The role of resonant cavities in amplifying the emotional impact of actors' voices
The actors' voices have a strong emotional impact on the audience. Actors were not born with this ability but acquired it through persistent practice of many breathing techniques and voice projection exercises. Some scientific studies from recent years have shown that emotions, and especially the intense ones, are automatically impregnated in the speaker's voice, and through it are transmitted to the public, especially if the speaker has developed certain skills of verbal expression. However, the neural mechanisms that underlie these phenomena have not been fully elucidated until now, although research in this field has gained an increasing scope in recent years.
This study presents a scientific experiment that explored the relationship between the intensity of emotions conveyed through voice, the way of using the resonant cavities on the vocal tract route and the spectral composition of the voice. In this study, a group of actors were monitored for 30 days as they practiced breathing techniques to control their resonant cavities in order to amplify the emotional impact of their voices. During the training period the actors were audio recorded daily while performing the same text and loading it with the same emotion. Additionally, on the first and last day of training, the actors were each given an MRI (of the brain) while performing the respective text.

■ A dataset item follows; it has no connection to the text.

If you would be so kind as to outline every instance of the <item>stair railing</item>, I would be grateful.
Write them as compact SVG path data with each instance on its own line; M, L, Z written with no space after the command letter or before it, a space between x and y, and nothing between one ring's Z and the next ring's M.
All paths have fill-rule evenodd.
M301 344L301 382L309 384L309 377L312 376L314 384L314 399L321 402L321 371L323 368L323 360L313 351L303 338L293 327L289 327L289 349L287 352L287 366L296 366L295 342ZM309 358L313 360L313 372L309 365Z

In this study the actors practiced the same breathing techniques for using all the resonant cavities until they felt that their voices conveyed those emotions with great power. The audio recordings from the first and last day were analyzed with human raters and AI algorithms and the intensity of emotion conveyed by their voices was estimated on a scale of 1 to 5. In parallel, specialized equipment and software packages were used to measure the spectral composition of these recordings. All the results obtained, those from the human evaluators and those from the AI algorithms, indicated an increase in the intensity of the emotions conveyed by the actors' voices at the end of the training, when they used their resonant cavities to the maximum. In addition, the spectrum analyzers showed that the recordings at the end of the training had a wider and denser spectral composition than that of the first day. The MRI results also showed that the areas of the brain responsible for transmitting emotions through voice were more oxygenated on the last day of training. This study thus shows that the mechanisms of emotion transmission through the voice are based on its spectral composition. The denser the spectral composition of the voice, the greater the intensity of the transmitted emotions, and to achieve this, the breathing techniques practiced by actors can be used.